Goldman-Sachs and God

Lloyd Blankfein the current chairman of Goldman-Sachs, you know, the firm that specializes in making money by adding no value whatsoever, yeah, the firm implicated over the past week or so for less than above-the-board dealings with the Greek government to keep a lot of deficit spending off their books so that Greece could appear to be adhering to the mutually agreed upon European Union guidelines for countries participating in the common currency, known as the euro, stated last November that he and his firm are doing "God's work." Greece's malfeasance, aided and abetted by our friends at Goldman, has caused the common European currency to drop significantly in value and it has been learned that Goldman is working with other European governments on similar schemes.
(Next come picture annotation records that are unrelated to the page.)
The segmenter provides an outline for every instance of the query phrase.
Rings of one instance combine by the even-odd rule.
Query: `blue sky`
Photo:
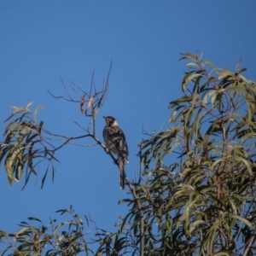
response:
[[[44,128],[67,136],[84,132],[72,120],[86,126],[79,105],[52,98],[65,95],[60,75],[90,88],[92,72],[102,88],[113,60],[109,93],[97,114],[97,137],[102,140],[103,115],[114,116],[126,135],[133,179],[138,171],[137,144],[151,133],[168,127],[169,102],[182,96],[185,62],[179,53],[203,52],[204,60],[256,79],[255,1],[0,1],[0,74],[2,121],[9,105],[33,101]],[[2,140],[1,140],[2,141]],[[85,145],[86,140],[80,144]],[[7,183],[1,166],[0,230],[17,230],[16,224],[34,216],[45,224],[54,212],[71,204],[76,212],[90,214],[101,228],[115,230],[118,216],[126,206],[119,189],[118,169],[99,147],[67,146],[56,154],[55,180],[47,178],[40,189],[44,165],[21,191],[20,183]],[[41,169],[40,169],[41,168]],[[41,175],[40,175],[41,174]]]

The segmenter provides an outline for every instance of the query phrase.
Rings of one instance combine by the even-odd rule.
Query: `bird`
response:
[[[125,187],[125,162],[129,164],[129,149],[125,135],[119,126],[116,119],[113,116],[103,116],[106,125],[103,129],[103,138],[107,150],[117,154],[119,168],[120,189]]]

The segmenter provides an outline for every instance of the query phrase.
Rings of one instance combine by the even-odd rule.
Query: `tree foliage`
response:
[[[46,244],[57,249],[45,255],[77,255],[82,250],[88,255],[256,254],[256,84],[242,75],[246,69],[240,69],[240,62],[230,72],[191,53],[181,60],[189,61],[183,96],[169,104],[170,127],[139,144],[141,175],[134,183],[127,180],[130,190],[119,203],[129,211],[118,230],[96,229],[98,249],[92,252],[77,215],[66,233],[53,229],[47,239],[46,230],[23,224],[26,230],[18,232],[20,240],[13,236],[20,242],[15,247],[20,254],[13,255],[43,255]],[[5,142],[1,148],[8,146]],[[14,150],[23,148],[6,149],[19,160]],[[38,233],[39,251],[32,240]],[[9,239],[1,235],[2,241]]]

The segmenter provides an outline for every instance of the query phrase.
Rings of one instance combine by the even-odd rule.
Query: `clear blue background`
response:
[[[137,144],[148,133],[168,127],[170,101],[182,96],[185,62],[179,53],[203,52],[217,67],[247,67],[245,76],[256,80],[255,1],[0,1],[1,131],[10,114],[9,105],[33,101],[38,120],[54,133],[79,136],[86,126],[79,104],[54,99],[49,90],[65,96],[72,80],[88,90],[92,72],[101,89],[113,60],[109,93],[97,114],[97,137],[102,140],[102,115],[114,116],[130,148],[129,178],[139,165]],[[2,140],[1,140],[2,141]],[[76,142],[86,145],[91,141]],[[126,198],[119,189],[118,169],[100,147],[67,146],[56,154],[55,180],[40,189],[44,165],[21,191],[23,182],[9,186],[0,172],[0,230],[14,232],[34,216],[45,224],[55,212],[71,204],[80,216],[90,214],[98,227],[115,230],[124,216]],[[39,225],[38,225],[39,227]],[[92,230],[94,226],[90,227]]]

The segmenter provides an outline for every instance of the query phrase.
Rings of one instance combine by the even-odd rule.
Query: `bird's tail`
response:
[[[124,190],[125,187],[125,160],[120,155],[119,156],[119,166],[120,189]]]

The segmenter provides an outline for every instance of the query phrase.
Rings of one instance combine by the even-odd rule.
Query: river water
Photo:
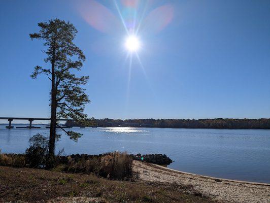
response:
[[[41,129],[7,129],[6,125],[0,124],[2,153],[23,153],[32,136],[49,133],[44,125]],[[97,154],[115,150],[133,154],[165,154],[175,161],[168,166],[171,168],[215,177],[270,183],[270,130],[72,129],[83,133],[83,137],[76,143],[63,134],[56,152],[63,148],[66,154]]]

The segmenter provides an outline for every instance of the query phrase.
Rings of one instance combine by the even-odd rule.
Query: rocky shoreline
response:
[[[71,157],[72,159],[75,161],[78,161],[79,159],[88,159],[93,158],[98,158],[106,155],[105,154],[99,154],[97,155],[90,155],[87,154],[72,154],[68,156],[61,156],[60,157],[61,162],[63,163],[67,163],[69,161],[69,157]],[[173,162],[173,160],[168,157],[166,154],[128,154],[128,156],[131,157],[133,160],[137,161],[146,162],[148,163],[154,163],[158,165],[169,165]]]
[[[148,163],[154,163],[158,165],[169,165],[173,162],[173,160],[168,157],[166,154],[130,154],[132,159],[137,161],[145,161]]]

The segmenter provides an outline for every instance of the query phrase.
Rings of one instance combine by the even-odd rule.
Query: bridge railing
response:
[[[20,128],[40,128],[40,127],[33,126],[32,125],[32,122],[34,120],[51,120],[50,118],[19,118],[19,117],[0,117],[0,120],[8,120],[9,121],[9,125],[6,126],[6,128],[8,129],[12,129],[14,127],[11,125],[11,121],[13,120],[28,120],[29,122],[29,126],[26,127],[17,127]],[[57,119],[58,121],[72,121],[73,119],[68,119],[64,118],[60,118]]]

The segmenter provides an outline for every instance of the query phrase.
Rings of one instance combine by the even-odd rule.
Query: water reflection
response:
[[[7,129],[0,125],[0,149],[23,153],[29,138],[49,129]],[[98,127],[73,130],[83,136],[77,143],[62,133],[56,152],[97,154],[118,150],[165,154],[175,162],[168,167],[220,178],[270,183],[270,130]],[[60,132],[61,131],[58,131]]]

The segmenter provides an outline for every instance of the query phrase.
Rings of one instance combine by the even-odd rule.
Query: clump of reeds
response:
[[[93,173],[105,178],[123,179],[132,175],[132,159],[126,153],[114,152],[101,157],[78,160],[68,157],[63,170],[74,173]]]

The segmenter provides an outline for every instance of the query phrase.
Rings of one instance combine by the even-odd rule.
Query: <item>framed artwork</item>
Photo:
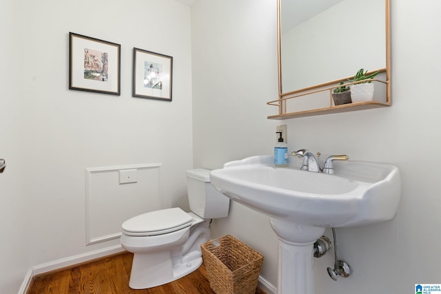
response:
[[[173,57],[133,48],[134,97],[172,101]]]
[[[69,33],[69,89],[121,94],[121,45]]]

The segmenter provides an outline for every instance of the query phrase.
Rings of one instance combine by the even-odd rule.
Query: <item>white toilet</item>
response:
[[[209,240],[209,220],[228,216],[229,199],[209,182],[209,171],[187,174],[190,209],[148,212],[123,223],[121,245],[134,253],[129,286],[154,287],[174,281],[202,264],[201,244]]]

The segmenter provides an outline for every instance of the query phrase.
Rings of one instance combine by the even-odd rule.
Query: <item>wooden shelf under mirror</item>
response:
[[[304,6],[301,1],[276,1],[279,94],[278,100],[267,104],[277,106],[278,111],[267,116],[269,119],[283,120],[392,105],[391,0],[371,1],[368,4],[362,3],[362,6],[352,6],[350,4],[353,3],[349,1],[326,6],[326,1],[322,1],[324,5],[305,19],[302,17],[309,12],[302,10]],[[336,17],[340,14],[344,17]],[[363,31],[341,21],[347,21],[349,17],[369,19],[373,26]],[[356,50],[346,42],[335,42],[334,39],[340,36],[335,32],[345,32],[345,37],[350,36],[351,45],[355,45]],[[314,59],[305,58],[310,55]],[[338,87],[340,82],[351,85],[348,80],[353,76],[320,83],[347,76],[360,67],[380,68],[367,73],[380,72],[372,80],[376,85],[373,100],[335,105],[332,89]],[[305,87],[309,85],[315,85]]]
[[[380,91],[380,94],[379,95],[381,98],[384,98],[384,101],[373,100],[369,101],[362,101],[335,105],[332,100],[332,90],[337,87],[340,82],[347,82],[348,79],[351,78],[347,77],[283,94],[283,96],[280,96],[280,98],[279,99],[269,101],[267,103],[269,105],[277,106],[279,109],[278,114],[269,116],[268,116],[268,118],[282,120],[391,106],[392,103],[390,100],[391,95],[389,93],[389,91],[390,91],[390,84],[389,81],[387,79],[387,75],[386,74],[387,73],[387,70],[386,68],[382,68],[380,70],[371,71],[368,73],[368,74],[373,73],[376,71],[379,71],[380,74],[384,73],[386,81],[376,78],[373,78],[371,81],[372,81],[372,82],[376,84],[384,85],[385,86],[384,90],[383,91]],[[348,82],[345,83],[345,85],[350,85],[355,83],[356,83]],[[301,109],[298,111],[290,110],[292,108],[295,108],[295,107],[290,107],[288,105],[290,101],[299,98],[309,98],[308,96],[311,97],[313,95],[320,94],[320,93],[323,94],[325,94],[324,92],[327,92],[329,93],[329,98],[326,98],[327,100],[329,99],[329,102],[327,102],[327,105],[323,107],[318,107],[312,109]],[[320,98],[321,100],[324,100],[323,96],[320,97]]]

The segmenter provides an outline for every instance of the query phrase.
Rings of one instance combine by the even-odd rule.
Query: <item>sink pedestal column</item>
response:
[[[278,294],[314,294],[314,244],[325,228],[271,218],[278,236]]]

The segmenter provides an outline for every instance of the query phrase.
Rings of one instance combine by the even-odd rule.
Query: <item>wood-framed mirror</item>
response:
[[[391,105],[390,0],[277,0],[279,97],[285,119]],[[336,105],[332,90],[380,71],[372,101]]]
So, instead of borrowing money to cover their deficits, Greece had an off-the-books arrangement with Goldman, involving derivatives, that had the effect of misleading investors and the EU about Greece's financial health. These dealings are well explained by Beat Balzli, writing for the international edition of the German magazine Der Spiegel, which is published in English. The article is called, How Goldman Sachs Helped Greece to Mask its True Debt.
When queried about their Greek dealings, Goldman says they were only doing what Greece wanted, which caused Harry Shearer on yesterday's installment of his weekly radio program, Le Show, to accurately observe: "Yes. Goldman-Sachs has gone, ladies and gentlemen, since last November when the chairman, Lloyd Blankfein, said 'we're doing God's work,' they've gone from that to the hooker's defense: 'well they wanted it'." I think in the comprehensive reform of our finance laws, which Congress will no doubt get to once they finish with healthcare reform, there should be laws against pandering of the kind routinely engaged in by these international hustlers.

If you check out Le Show and want to listen to his take on Goldman's Greek odyssey, go to 30:52 and listen until 40:00, a section that includes Shearer's witty muscial tribute to Mr. Goldman and Mr. Sachs.

Ah, Hammerin' Hank and the boys! Matt Taibbi took their measure in his Rolling Stone article Inside The Great American Bubble Machine. These guys are the architects of what Naomi Klein, in her insightful book, The Shock Doctrine, called "diaster capitalism." Heads these guys win, tails you lose (and they win). I am not a socialist, but a capitalist. I believe in markets, which is why I am skeptical of the two bills now under consideration in Congress to reform healthcare. I believe that markets require some regulation, however. Regulation of markets, like gun laws, must be smart, that is, not only applicable and burdensome to honest, law abiding people and businesses, enforceable, and minimal.

In addition to helping to create and then benefitting from crises, Goldman Sachs thrives off a kind of crony capitialism, the kind of corruption and opacity, that keeps underdeveloped or barely developed countries, like, say, Greece, which is one of the EU's poorest countries, especially among the countries that participate in the common currency, from ever thriving economically. The only possible silver-lining to this cloud is that some are predicting that this and other situations as they come to light will lead to the break-up of the euro, which was never a really good idea. If it comes to that, Goldman Sachs will undoubtedly find a way to profit from the problem they helped to create.

Just as Bob Dylan observed that it doesn't take a weatherman to know which way the wind blows, it doesn't take a moral theologian to know that this ain't God's work, quite the contrary. If you're not convinced, I urge you to read Caritas in veritate and/or Populorum Progresso.

UPDATE: This post was published on Il Sussidiario.

Meum cum sim pulvis et cinis

1 comment:

  1. A stunning observation and so well put. I was listening to Le Show on Sunday and I did think of you as I did.

    Thank you for the links, I will go reading now.